Cloud and telco are becoming ever more closely entwined, but how does it end?
By Ian Scales
May 5, 2020
- Possibly quite unexpectedly, according to Martin Creaner, author and strategic thinker on telecoms
- Martin has worked as an executive with Motorola and BT, and served over a decade as President & CEO of the TM Forum
- He now thinks telecoms, as we know them, are heading into disruption and disaggregation
According to Martin Creaner there are so many different currents dragging the telco world forward that over the coming years the blueprint for the new telco is going to be an entirely disruptive model, he claims. And one of the currents is going to be virtualisation.
“I’m seeing the rise of what I’m calling the cloud-dependent telco, where pretty much everything to do with the telco is moving into the cloud,” he says.
Indeed, Creaner was an early spotter and namer of the underlying forces of which he still speaks. Back at the turn of millennium he had identified COTS (Commodity Off-The-Shelf) hardware as key to the progress of the OSS/BSS market. Essentially COTS was the ‘white box’ of its day, and as today with NFV, there were two advantages - reduced costs and a greater degree of compatibility between the programs that ran on them.

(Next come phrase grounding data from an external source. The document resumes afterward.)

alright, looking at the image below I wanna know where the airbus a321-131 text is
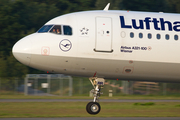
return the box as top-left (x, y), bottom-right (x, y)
top-left (12, 3), bottom-right (180, 114)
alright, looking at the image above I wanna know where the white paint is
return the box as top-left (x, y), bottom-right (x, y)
top-left (12, 9), bottom-right (180, 83)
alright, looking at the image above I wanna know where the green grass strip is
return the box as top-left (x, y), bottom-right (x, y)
top-left (0, 102), bottom-right (180, 117)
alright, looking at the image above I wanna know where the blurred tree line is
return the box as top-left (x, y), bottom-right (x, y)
top-left (0, 0), bottom-right (180, 91)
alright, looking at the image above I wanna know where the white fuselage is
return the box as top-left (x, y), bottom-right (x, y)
top-left (12, 10), bottom-right (180, 82)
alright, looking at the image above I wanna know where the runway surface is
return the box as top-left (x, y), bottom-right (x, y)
top-left (0, 117), bottom-right (180, 120)
top-left (0, 99), bottom-right (180, 102)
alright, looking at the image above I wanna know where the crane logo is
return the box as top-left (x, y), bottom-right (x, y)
top-left (59, 39), bottom-right (72, 52)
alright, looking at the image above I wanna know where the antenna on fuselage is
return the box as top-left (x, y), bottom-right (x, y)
top-left (104, 3), bottom-right (110, 11)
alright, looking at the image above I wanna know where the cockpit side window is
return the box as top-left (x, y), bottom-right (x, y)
top-left (37, 25), bottom-right (53, 33)
top-left (49, 25), bottom-right (61, 34)
top-left (63, 26), bottom-right (72, 35)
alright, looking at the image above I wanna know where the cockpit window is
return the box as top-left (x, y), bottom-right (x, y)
top-left (37, 25), bottom-right (53, 33)
top-left (49, 25), bottom-right (61, 34)
top-left (37, 25), bottom-right (72, 36)
top-left (63, 26), bottom-right (72, 35)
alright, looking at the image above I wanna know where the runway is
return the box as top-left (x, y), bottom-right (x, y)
top-left (0, 99), bottom-right (180, 102)
top-left (0, 117), bottom-right (180, 120)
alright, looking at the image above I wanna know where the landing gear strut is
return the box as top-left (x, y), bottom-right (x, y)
top-left (86, 77), bottom-right (105, 115)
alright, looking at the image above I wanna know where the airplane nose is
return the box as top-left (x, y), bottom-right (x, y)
top-left (12, 37), bottom-right (32, 66)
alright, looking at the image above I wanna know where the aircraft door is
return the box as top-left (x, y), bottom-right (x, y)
top-left (95, 17), bottom-right (113, 52)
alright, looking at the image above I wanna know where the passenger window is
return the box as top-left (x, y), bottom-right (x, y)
top-left (130, 32), bottom-right (134, 38)
top-left (139, 33), bottom-right (143, 38)
top-left (165, 34), bottom-right (169, 40)
top-left (50, 25), bottom-right (61, 34)
top-left (148, 33), bottom-right (152, 39)
top-left (174, 35), bottom-right (178, 40)
top-left (157, 34), bottom-right (161, 39)
top-left (37, 25), bottom-right (53, 33)
top-left (63, 26), bottom-right (72, 35)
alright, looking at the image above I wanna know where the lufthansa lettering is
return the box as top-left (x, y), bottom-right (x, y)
top-left (120, 16), bottom-right (180, 32)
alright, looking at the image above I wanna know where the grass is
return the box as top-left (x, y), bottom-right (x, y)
top-left (0, 94), bottom-right (180, 100)
top-left (134, 102), bottom-right (155, 106)
top-left (0, 102), bottom-right (180, 117)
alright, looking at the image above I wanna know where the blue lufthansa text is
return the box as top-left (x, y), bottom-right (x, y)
top-left (120, 16), bottom-right (180, 32)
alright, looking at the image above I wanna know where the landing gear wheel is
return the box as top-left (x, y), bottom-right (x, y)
top-left (86, 102), bottom-right (101, 115)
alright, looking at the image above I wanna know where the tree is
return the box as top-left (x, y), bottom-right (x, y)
top-left (0, 0), bottom-right (60, 77)
top-left (121, 0), bottom-right (169, 12)
top-left (0, 0), bottom-right (59, 59)
top-left (166, 0), bottom-right (180, 13)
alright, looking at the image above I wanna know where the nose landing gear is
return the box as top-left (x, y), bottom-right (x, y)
top-left (86, 77), bottom-right (105, 115)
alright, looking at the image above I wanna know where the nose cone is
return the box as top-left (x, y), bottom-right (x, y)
top-left (12, 37), bottom-right (32, 66)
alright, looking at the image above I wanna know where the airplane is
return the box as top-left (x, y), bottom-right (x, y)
top-left (12, 3), bottom-right (180, 114)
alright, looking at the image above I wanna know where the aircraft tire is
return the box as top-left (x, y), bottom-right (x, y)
top-left (86, 102), bottom-right (101, 115)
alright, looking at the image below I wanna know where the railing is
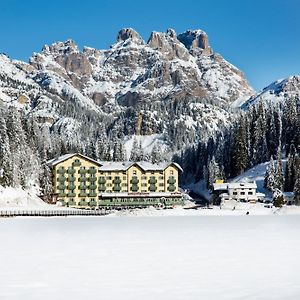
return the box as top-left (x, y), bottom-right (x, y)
top-left (0, 209), bottom-right (107, 217)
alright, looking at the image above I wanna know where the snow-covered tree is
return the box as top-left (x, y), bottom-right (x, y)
top-left (264, 156), bottom-right (276, 192)
top-left (273, 188), bottom-right (285, 207)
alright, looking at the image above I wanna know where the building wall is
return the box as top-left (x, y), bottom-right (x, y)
top-left (53, 155), bottom-right (100, 207)
top-left (52, 155), bottom-right (181, 208)
top-left (228, 187), bottom-right (256, 201)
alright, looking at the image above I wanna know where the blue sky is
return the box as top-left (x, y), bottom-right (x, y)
top-left (0, 0), bottom-right (299, 90)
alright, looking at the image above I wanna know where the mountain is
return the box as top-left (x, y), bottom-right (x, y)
top-left (240, 76), bottom-right (300, 109)
top-left (1, 27), bottom-right (300, 194)
top-left (0, 28), bottom-right (254, 160)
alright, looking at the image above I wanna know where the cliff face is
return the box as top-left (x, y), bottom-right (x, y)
top-left (0, 28), bottom-right (254, 157)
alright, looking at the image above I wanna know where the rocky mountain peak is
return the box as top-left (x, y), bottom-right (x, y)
top-left (42, 39), bottom-right (79, 55)
top-left (147, 29), bottom-right (189, 60)
top-left (116, 28), bottom-right (144, 45)
top-left (178, 30), bottom-right (212, 55)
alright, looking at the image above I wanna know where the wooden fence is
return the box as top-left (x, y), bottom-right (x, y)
top-left (0, 209), bottom-right (108, 217)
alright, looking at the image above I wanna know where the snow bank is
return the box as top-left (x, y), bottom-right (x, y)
top-left (107, 203), bottom-right (300, 217)
top-left (1, 216), bottom-right (299, 300)
top-left (0, 186), bottom-right (52, 210)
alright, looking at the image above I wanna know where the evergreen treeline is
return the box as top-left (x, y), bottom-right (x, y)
top-left (177, 97), bottom-right (300, 196)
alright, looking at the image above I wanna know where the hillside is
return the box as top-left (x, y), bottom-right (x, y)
top-left (0, 28), bottom-right (253, 161)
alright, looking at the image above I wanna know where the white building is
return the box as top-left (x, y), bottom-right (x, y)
top-left (213, 181), bottom-right (264, 203)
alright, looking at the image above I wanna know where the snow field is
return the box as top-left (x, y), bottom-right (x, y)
top-left (1, 216), bottom-right (300, 299)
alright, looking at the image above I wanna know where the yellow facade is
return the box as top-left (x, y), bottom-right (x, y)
top-left (50, 154), bottom-right (181, 208)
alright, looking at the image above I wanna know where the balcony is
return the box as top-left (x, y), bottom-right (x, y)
top-left (98, 177), bottom-right (106, 184)
top-left (130, 177), bottom-right (139, 184)
top-left (98, 185), bottom-right (106, 192)
top-left (149, 184), bottom-right (157, 192)
top-left (57, 176), bottom-right (66, 183)
top-left (72, 160), bottom-right (81, 167)
top-left (79, 169), bottom-right (87, 175)
top-left (57, 184), bottom-right (66, 190)
top-left (89, 184), bottom-right (97, 190)
top-left (148, 177), bottom-right (157, 184)
top-left (88, 168), bottom-right (97, 175)
top-left (79, 192), bottom-right (87, 197)
top-left (168, 184), bottom-right (176, 192)
top-left (67, 184), bottom-right (76, 190)
top-left (79, 177), bottom-right (87, 182)
top-left (57, 168), bottom-right (65, 175)
top-left (78, 199), bottom-right (87, 206)
top-left (67, 176), bottom-right (76, 182)
top-left (67, 168), bottom-right (76, 175)
top-left (67, 192), bottom-right (76, 197)
top-left (113, 185), bottom-right (121, 192)
top-left (89, 199), bottom-right (97, 207)
top-left (58, 191), bottom-right (66, 197)
top-left (68, 199), bottom-right (76, 206)
top-left (167, 177), bottom-right (176, 184)
top-left (113, 177), bottom-right (121, 184)
top-left (88, 191), bottom-right (97, 197)
top-left (89, 177), bottom-right (97, 182)
top-left (131, 185), bottom-right (139, 192)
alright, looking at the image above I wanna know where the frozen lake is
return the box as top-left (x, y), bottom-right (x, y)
top-left (0, 215), bottom-right (300, 300)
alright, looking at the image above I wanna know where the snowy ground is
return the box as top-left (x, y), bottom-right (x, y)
top-left (187, 159), bottom-right (287, 201)
top-left (1, 216), bottom-right (300, 300)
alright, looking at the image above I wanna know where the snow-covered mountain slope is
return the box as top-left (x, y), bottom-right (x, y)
top-left (240, 75), bottom-right (300, 109)
top-left (0, 28), bottom-right (256, 159)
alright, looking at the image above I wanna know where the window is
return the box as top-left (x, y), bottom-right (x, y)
top-left (123, 176), bottom-right (127, 180)
top-left (159, 183), bottom-right (164, 187)
top-left (107, 183), bottom-right (112, 187)
top-left (248, 192), bottom-right (253, 195)
top-left (122, 183), bottom-right (128, 187)
top-left (141, 183), bottom-right (147, 187)
top-left (107, 176), bottom-right (112, 180)
top-left (233, 192), bottom-right (237, 195)
top-left (133, 170), bottom-right (137, 175)
top-left (159, 176), bottom-right (164, 180)
top-left (241, 192), bottom-right (245, 195)
top-left (141, 176), bottom-right (147, 180)
top-left (170, 170), bottom-right (174, 175)
top-left (159, 190), bottom-right (164, 192)
top-left (141, 190), bottom-right (147, 193)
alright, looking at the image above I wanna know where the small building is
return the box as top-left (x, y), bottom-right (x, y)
top-left (213, 181), bottom-right (264, 203)
top-left (47, 153), bottom-right (183, 209)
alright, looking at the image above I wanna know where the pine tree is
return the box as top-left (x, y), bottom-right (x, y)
top-left (274, 146), bottom-right (284, 191)
top-left (129, 137), bottom-right (139, 161)
top-left (231, 117), bottom-right (248, 176)
top-left (150, 143), bottom-right (161, 164)
top-left (264, 156), bottom-right (276, 192)
top-left (294, 171), bottom-right (300, 205)
top-left (207, 156), bottom-right (223, 189)
top-left (0, 115), bottom-right (12, 186)
top-left (39, 160), bottom-right (53, 200)
top-left (284, 144), bottom-right (296, 192)
top-left (273, 188), bottom-right (285, 207)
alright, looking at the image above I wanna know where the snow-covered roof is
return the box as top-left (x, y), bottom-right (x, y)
top-left (213, 181), bottom-right (257, 191)
top-left (99, 192), bottom-right (182, 198)
top-left (213, 183), bottom-right (228, 191)
top-left (228, 182), bottom-right (257, 189)
top-left (99, 161), bottom-right (183, 172)
top-left (47, 153), bottom-right (102, 167)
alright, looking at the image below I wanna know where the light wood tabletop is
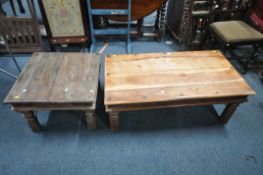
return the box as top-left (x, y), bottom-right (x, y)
top-left (105, 50), bottom-right (255, 105)
top-left (104, 50), bottom-right (255, 131)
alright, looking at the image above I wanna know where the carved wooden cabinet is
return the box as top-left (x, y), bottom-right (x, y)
top-left (166, 0), bottom-right (193, 45)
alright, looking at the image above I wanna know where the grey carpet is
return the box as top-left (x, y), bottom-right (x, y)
top-left (1, 39), bottom-right (263, 175)
top-left (1, 1), bottom-right (263, 174)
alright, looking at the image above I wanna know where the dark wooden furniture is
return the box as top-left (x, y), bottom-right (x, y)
top-left (38, 0), bottom-right (89, 49)
top-left (4, 52), bottom-right (100, 132)
top-left (166, 0), bottom-right (192, 44)
top-left (92, 0), bottom-right (166, 21)
top-left (212, 0), bottom-right (252, 21)
top-left (104, 50), bottom-right (255, 131)
top-left (93, 0), bottom-right (167, 41)
top-left (249, 0), bottom-right (263, 81)
top-left (166, 0), bottom-right (253, 47)
top-left (166, 0), bottom-right (212, 46)
top-left (208, 21), bottom-right (263, 73)
top-left (0, 0), bottom-right (43, 53)
top-left (191, 0), bottom-right (212, 47)
top-left (199, 0), bottom-right (263, 74)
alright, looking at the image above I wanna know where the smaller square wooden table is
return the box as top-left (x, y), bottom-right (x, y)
top-left (104, 50), bottom-right (255, 131)
top-left (4, 52), bottom-right (100, 132)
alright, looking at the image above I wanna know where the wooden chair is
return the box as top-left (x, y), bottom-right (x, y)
top-left (200, 0), bottom-right (263, 73)
top-left (0, 0), bottom-right (43, 53)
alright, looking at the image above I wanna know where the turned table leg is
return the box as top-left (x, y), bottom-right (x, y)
top-left (109, 112), bottom-right (119, 131)
top-left (84, 110), bottom-right (96, 130)
top-left (219, 103), bottom-right (240, 124)
top-left (19, 111), bottom-right (41, 132)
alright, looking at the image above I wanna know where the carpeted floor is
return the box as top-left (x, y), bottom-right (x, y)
top-left (1, 1), bottom-right (263, 174)
top-left (1, 39), bottom-right (263, 175)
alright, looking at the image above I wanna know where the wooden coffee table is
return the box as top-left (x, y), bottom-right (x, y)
top-left (104, 50), bottom-right (255, 131)
top-left (4, 52), bottom-right (100, 132)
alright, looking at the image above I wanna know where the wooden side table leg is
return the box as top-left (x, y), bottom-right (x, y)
top-left (84, 110), bottom-right (96, 130)
top-left (19, 111), bottom-right (41, 132)
top-left (219, 103), bottom-right (240, 124)
top-left (109, 112), bottom-right (119, 131)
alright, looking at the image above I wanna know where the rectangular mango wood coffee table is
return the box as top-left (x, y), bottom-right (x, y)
top-left (4, 52), bottom-right (100, 132)
top-left (104, 50), bottom-right (255, 131)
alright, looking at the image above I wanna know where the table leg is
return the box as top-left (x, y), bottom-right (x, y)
top-left (19, 111), bottom-right (41, 132)
top-left (109, 112), bottom-right (119, 131)
top-left (84, 110), bottom-right (96, 130)
top-left (219, 103), bottom-right (240, 124)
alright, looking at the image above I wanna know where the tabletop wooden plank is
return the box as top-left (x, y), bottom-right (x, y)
top-left (4, 52), bottom-right (56, 102)
top-left (105, 50), bottom-right (255, 105)
top-left (106, 57), bottom-right (230, 75)
top-left (106, 68), bottom-right (243, 91)
top-left (106, 50), bottom-right (224, 61)
top-left (49, 53), bottom-right (100, 102)
top-left (105, 80), bottom-right (253, 105)
top-left (105, 52), bottom-right (233, 76)
top-left (4, 52), bottom-right (100, 104)
top-left (21, 53), bottom-right (62, 102)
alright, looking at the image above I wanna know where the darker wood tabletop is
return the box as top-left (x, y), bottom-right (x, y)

And there was agility.
That meant the COTS approach was also disruptive to the incumbent OSS BSS suppliers who rather liked locking their customers up in proprietary systems. Always the way.
Then as now, Creaner says he’s less interested in the minor battles around the underlying virtualisation architectures - which is better than which etc - and much more interested in where all that virtualisation takes the telco industry as a whole.. When everything is virtualized and completely plastic, elastic and hypercharged by ever-more powerful underlying silicon, what does that mean for the telco and the various business models which rely on it?
We know what the drivers for virtualisation and software driven networks are. They are our old favourites: reduced costs and greater agility. This, with only slight changes in the language used to describe it, has been the case for at least 20 years.
Martin and I remembered that even today’s poster-child, ‘microservices’, had an echo. Back around the turn of the century, microservices were the elements that could be assigned to a telephone package as a new contract was being assigned a customer - things like call answering. “So essentially the same as now,” says Martin.
Fast forward to the introduction of NFV in the mid 20 teens.
“With NFV, the vendors were thinking of the telco as a model where they had the expertise and could pull together all the software piece parts and generate a much more efficient telco.
“But in my view it’s actually moving in a totally different direction,” says Creaner. “With Google’s announcement of Anthos for the telecoms industry, it’s actually saying ‘we have a brilliant cloud and we’re now going to turn the full weight and power of that cloud towards the telco world’ - and by the way they’re also going to bring in their edge cloud which, in my view, is Google’s strategy to get adoption of their edge.”
Google won’t be alone of course. All the big cloud players will be offering their own versions of this approach. Even the telcos’ traditional vendors will be offering full cloud solutions in the long run.
And all the capability could be assigned to the public cloud and even managed on the telco client’s behalf. Under that scenario the telco essentially becomes the owner of a RAN (or part owner of several shared RANs) and the owner of some spectrum and a customer base.
“At some stage, and relatively quickly, small telcos might say: ‘You know what? We’re just jumping on board that Google wagon and we’re going to forget about our core network. So now we are a spectrum owner, a transport network owner, most of which we’ll lease.“
Not forgetting, of course, the rise of the heterogeneous access network which will involve access from a variety of fixed networks, Wi-Fi and shared small cell networks.
At this point telecoms networks might have become so virtual that they exist only as temporary data trails over a vast and enormously complex multi-cloud.